Docs/patterns/reviewer pattern/examples/example

Reviewer Pattern — Example: Auth-scoped report API PR

Pattern: Reviewer
Component: examples/example.md
Version: 1.1 | Updated: 2026-07-16
Scenario: PR adds POST /api/v1/reports with org scoping


Inputs (abbreviated)

AC:

  1. Authenticated user with reports:create can create a report for their org
  2. Users cannot create reports for another org
  3. Invalid payload returns 400 with field errors
  4. Unauthenticated requests return 401

Risk: internal API, handles confidential business data, JWT auth, no payments, not AI.

Review report (artifact)

Summary

Correctness mostly sound; org scoping is enforced in the service but the route trusts a client-supplied orgId.
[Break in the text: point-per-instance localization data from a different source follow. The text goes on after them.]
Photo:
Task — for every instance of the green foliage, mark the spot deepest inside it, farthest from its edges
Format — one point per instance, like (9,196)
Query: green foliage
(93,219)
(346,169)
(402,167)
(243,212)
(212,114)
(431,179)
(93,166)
One High security finding; tests miss cross-org denial.

Verdict: Request changes

Critical

None

High

ID Title Location Issue Remediation
REV-001 Client-supplied orgId src/routes/reports.ts:38 Handler uses body.orgId instead of token org_id Derive org from auth context; reject body.orgId mismatch with 403
REV-002 Missing cross-org test tests/reports.int.test.ts Only happy-path create; no foreign org attempt Add test: user A token + org B id → 403

Medium

ID Title Location Issue Remediation
REV-003 Unbounded title length reportService.ts:22 Title string not length-capped Cap at 200 chars in schema + DB

Nit

  • Prefer const for the Zod schema export in reports.ts

AC → Test map

AC Test evidence Gap?
Create with permission creates report for caller org No
Cross-org denied Yes → REV-002
400 on invalid rejects empty title No
401 unauthenticated rejects missing token No

Positive notes

  • Migration is expand-only with (org_id, created_at) index — good rollout posture
  • OpenTelemetry span attributes on the handler are clear

Fix verification (round 2)

ID Status Evidence
REV-001 Resolved Route now uses ctx.auth.orgId only
REV-002 Resolved New test denies foreign orgId fails on old rev, passes on new
REV-003 Resolved Zod .max(200) + DB varchar(200)

Verdict (round 2): Approve

Reviewer: S. Okonkwo  Date: 2026-07-16
Author: A. Chen
SoD: distinct identities — OK for High-risk internal API

This example is the artifact — not a pointer to a file elsewhere.